I used to work in a video store and my manager was playing the game, it looked fun so I started up my own save slot. It quickly became apparent we are two different type of gamers though. As I would search every nook and cranny for every power up and earn XP for killing more monsters in my search I quickly caught up to where he was and overtook him.

The game (for those who haven't played) is cut into three main districts: Akropolis, Desert Town & Lab - the Akropolis being the first hour or so of the game, easing you into gameplay and story before:
it gets blown to hell
then you move onto the mojave.

However, if you explore a bit you'll come across a cutscene and a fairly pointless section off the side of a church, there's a door that won't open, but if you press X a second time you find a keycard. One that is utterly pointless until you get towards then end of the game in the Lab area where it unlocks an Armoury - infinite ammo available for you as a reward for searching so much earlier on.
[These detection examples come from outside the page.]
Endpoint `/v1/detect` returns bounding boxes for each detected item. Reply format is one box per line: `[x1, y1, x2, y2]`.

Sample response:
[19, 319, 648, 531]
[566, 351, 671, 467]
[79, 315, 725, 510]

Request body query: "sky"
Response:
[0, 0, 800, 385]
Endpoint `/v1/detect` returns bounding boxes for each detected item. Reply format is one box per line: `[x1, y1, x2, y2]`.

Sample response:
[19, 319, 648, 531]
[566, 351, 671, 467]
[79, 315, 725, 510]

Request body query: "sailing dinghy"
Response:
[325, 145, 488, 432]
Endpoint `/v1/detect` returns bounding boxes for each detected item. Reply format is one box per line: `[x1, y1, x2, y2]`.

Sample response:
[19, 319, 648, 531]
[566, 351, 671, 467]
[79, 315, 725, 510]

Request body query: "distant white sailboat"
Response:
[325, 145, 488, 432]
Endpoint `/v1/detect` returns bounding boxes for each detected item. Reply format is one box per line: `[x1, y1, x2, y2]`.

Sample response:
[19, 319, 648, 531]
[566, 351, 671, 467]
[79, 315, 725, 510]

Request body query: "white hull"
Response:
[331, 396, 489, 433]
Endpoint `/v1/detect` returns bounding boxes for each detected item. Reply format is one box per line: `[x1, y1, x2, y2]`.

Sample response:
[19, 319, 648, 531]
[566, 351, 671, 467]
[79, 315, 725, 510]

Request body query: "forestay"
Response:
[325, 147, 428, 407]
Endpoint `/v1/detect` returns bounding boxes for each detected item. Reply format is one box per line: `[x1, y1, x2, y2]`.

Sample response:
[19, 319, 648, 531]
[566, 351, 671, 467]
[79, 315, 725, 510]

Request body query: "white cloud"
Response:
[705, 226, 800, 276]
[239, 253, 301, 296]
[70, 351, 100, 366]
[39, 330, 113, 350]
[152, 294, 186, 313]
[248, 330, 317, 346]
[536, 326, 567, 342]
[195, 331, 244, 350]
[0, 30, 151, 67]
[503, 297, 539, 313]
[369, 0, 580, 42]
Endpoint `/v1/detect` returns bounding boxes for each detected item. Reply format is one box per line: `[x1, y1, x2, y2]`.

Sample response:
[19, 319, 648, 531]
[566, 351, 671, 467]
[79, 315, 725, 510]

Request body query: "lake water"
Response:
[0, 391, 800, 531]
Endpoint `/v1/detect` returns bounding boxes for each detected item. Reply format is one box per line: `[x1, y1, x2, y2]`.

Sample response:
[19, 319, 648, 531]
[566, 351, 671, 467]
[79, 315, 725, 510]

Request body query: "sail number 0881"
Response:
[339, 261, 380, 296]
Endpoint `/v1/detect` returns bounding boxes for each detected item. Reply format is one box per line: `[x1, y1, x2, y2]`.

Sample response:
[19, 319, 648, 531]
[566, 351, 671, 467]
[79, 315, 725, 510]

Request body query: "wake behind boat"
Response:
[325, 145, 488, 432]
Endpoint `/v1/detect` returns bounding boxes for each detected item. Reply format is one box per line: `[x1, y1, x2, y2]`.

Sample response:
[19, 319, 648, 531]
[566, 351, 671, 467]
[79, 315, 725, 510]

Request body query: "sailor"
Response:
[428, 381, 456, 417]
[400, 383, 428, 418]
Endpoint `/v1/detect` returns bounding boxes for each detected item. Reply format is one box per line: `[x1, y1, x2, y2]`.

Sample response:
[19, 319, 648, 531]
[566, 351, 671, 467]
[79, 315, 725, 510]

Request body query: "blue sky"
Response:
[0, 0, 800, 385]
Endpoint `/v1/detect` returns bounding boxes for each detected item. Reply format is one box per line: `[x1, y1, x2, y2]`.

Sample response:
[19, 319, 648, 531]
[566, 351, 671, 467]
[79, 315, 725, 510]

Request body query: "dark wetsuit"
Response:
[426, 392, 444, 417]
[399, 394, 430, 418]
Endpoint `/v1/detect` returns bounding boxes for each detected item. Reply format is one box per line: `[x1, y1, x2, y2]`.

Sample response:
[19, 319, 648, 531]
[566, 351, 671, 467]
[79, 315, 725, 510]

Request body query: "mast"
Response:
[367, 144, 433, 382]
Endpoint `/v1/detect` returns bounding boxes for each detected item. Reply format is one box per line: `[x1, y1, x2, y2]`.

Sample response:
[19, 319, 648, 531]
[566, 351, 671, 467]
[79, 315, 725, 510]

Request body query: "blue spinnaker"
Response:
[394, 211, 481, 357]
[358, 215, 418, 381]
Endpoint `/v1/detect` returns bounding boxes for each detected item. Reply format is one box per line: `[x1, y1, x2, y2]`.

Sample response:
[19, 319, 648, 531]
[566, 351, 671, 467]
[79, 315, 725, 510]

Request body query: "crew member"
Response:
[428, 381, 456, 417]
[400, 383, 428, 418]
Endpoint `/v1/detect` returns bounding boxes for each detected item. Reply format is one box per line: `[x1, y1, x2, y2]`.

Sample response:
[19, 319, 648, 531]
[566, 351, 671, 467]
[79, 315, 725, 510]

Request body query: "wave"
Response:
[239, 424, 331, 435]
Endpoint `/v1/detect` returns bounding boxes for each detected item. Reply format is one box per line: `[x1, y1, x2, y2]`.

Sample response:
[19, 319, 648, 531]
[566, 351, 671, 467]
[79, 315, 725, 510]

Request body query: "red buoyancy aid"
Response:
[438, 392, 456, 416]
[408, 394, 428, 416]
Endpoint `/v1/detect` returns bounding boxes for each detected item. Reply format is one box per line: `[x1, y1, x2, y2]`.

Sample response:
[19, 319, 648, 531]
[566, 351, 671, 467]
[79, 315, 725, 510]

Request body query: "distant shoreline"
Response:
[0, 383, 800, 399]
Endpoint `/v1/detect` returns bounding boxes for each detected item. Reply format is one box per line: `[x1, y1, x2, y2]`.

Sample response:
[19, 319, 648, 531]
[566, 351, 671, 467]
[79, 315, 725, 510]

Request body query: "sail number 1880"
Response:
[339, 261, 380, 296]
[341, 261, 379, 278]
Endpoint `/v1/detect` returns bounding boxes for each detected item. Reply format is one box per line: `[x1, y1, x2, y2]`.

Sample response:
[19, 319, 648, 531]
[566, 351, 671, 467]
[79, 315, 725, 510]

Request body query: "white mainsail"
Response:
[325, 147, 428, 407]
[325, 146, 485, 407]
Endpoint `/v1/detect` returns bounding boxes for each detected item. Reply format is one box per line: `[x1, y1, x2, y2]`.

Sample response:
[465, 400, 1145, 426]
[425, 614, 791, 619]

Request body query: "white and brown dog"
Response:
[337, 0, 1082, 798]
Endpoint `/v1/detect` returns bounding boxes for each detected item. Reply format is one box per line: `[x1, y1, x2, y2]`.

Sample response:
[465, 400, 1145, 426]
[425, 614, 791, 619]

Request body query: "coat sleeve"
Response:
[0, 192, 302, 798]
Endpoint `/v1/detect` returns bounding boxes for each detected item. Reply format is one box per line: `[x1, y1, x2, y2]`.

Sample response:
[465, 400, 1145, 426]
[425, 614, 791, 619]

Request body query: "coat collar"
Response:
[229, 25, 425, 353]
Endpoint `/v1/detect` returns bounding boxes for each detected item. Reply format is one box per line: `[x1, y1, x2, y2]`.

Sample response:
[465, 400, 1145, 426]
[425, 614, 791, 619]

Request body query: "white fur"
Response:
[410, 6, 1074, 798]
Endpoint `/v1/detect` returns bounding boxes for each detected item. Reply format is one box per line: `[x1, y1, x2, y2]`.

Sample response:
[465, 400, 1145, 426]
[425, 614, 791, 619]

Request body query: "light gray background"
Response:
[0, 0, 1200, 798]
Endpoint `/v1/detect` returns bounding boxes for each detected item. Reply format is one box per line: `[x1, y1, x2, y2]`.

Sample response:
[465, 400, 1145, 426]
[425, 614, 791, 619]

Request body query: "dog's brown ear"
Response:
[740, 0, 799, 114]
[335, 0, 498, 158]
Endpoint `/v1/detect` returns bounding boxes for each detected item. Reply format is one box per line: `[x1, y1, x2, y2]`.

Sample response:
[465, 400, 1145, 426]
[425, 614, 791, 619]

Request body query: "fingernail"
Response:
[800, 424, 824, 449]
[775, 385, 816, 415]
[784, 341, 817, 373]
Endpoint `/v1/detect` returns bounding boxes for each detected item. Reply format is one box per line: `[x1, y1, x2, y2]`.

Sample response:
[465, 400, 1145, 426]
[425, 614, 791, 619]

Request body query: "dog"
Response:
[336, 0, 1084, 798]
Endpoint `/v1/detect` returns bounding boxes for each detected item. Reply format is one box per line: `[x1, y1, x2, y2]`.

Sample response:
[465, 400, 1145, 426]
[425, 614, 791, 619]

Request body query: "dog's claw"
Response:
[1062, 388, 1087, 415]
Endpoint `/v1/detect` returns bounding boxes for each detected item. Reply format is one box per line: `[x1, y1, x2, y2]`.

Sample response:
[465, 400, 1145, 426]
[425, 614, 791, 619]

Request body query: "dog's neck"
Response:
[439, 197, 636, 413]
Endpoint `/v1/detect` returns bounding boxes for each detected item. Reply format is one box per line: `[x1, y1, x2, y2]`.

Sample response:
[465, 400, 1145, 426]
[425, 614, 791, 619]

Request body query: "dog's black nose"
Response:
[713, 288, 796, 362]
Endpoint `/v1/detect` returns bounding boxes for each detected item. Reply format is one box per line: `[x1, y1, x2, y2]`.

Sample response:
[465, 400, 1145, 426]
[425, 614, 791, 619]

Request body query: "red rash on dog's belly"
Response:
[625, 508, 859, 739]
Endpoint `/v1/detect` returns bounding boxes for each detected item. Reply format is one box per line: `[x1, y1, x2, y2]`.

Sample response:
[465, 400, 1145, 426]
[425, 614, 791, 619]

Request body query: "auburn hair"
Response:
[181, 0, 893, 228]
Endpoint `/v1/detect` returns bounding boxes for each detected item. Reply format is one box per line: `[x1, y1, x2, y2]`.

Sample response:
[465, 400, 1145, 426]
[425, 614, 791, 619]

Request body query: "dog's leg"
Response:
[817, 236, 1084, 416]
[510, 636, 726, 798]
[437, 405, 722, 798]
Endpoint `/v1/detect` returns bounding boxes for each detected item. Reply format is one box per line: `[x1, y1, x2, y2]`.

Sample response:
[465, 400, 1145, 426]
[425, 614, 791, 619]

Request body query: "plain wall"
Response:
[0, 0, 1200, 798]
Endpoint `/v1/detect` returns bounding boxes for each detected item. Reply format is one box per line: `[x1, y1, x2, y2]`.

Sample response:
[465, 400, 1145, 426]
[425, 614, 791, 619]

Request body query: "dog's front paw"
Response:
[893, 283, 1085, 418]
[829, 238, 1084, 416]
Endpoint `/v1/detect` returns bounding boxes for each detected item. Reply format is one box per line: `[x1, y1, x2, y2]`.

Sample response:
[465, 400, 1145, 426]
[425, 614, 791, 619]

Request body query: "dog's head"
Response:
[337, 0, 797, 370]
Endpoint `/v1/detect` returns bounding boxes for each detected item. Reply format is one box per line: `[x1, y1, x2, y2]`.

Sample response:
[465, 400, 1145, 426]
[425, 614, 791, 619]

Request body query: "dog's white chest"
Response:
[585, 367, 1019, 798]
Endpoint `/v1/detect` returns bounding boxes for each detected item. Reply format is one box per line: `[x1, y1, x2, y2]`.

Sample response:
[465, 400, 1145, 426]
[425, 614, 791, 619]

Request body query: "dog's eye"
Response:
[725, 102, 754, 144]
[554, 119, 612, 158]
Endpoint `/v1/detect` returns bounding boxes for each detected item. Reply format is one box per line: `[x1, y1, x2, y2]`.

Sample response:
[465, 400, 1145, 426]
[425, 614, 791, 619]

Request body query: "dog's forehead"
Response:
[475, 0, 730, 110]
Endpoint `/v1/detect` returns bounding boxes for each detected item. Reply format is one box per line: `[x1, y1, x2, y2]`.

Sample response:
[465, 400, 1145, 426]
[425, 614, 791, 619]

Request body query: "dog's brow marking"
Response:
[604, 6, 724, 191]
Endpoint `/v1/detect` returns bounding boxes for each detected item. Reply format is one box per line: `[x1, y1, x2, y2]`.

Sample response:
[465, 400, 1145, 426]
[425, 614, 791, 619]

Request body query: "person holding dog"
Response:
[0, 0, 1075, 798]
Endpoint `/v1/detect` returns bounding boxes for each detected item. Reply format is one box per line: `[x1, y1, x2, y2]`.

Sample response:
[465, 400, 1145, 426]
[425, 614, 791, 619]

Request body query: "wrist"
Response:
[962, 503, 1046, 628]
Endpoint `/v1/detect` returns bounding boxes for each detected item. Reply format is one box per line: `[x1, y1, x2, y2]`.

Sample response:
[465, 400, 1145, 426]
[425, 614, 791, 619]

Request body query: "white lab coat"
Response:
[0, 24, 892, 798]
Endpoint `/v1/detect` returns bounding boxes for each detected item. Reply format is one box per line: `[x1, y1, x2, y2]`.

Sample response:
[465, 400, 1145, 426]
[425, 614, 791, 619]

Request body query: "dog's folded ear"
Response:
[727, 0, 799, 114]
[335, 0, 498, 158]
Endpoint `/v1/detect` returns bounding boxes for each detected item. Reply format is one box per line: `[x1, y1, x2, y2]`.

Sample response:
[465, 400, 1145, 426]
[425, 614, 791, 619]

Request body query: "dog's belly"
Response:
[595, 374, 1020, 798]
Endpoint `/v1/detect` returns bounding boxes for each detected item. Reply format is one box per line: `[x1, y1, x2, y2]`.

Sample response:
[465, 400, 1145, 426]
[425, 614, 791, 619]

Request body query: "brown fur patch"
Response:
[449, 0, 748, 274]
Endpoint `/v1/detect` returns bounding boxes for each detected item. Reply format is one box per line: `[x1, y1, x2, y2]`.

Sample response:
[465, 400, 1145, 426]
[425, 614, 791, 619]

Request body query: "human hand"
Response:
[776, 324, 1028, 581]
The problem is my boss never found this and therefore struggled with the end level, moreso as he hadn't built up is BXP or EXP (basically money for guns and ammo (BXP) and money for magic powers (EXP)) so couldn't buy more ammo/better guns or improved powers (which also increase the power meter) got the basic ending and that was it. However I got the "good" ending and he was like, what the hell, didn't even know about any of that.

Hell - there's even a section where if you kill a boss quick enough an NPC doesn't die and you're further rewarded for them being alive, likewise as my boss had spread his EXP around and unlocked level 1 of all powers (500/750 each) instead of throwing it into improving one power (1250 l2 3000 l3) as you're incentivised to do the former (each new power increases the power gauge) he naturally just thought they were supposed to die there and was surprised I mention them later in the game (as I too had no idea they would die there).

The game gives no indication what to do to get the "good" ending or what would help you on your next play through (which it's designed for, having about four replay modes) such as the above. All in a pre-internet age.

Though if anyone at Squaresoft is listening, don't worry about a sequel, simply a HD remake with all the poor translation in place would take my money. Resident Evil's had the treatment three times the last I checked and it's half the game this was!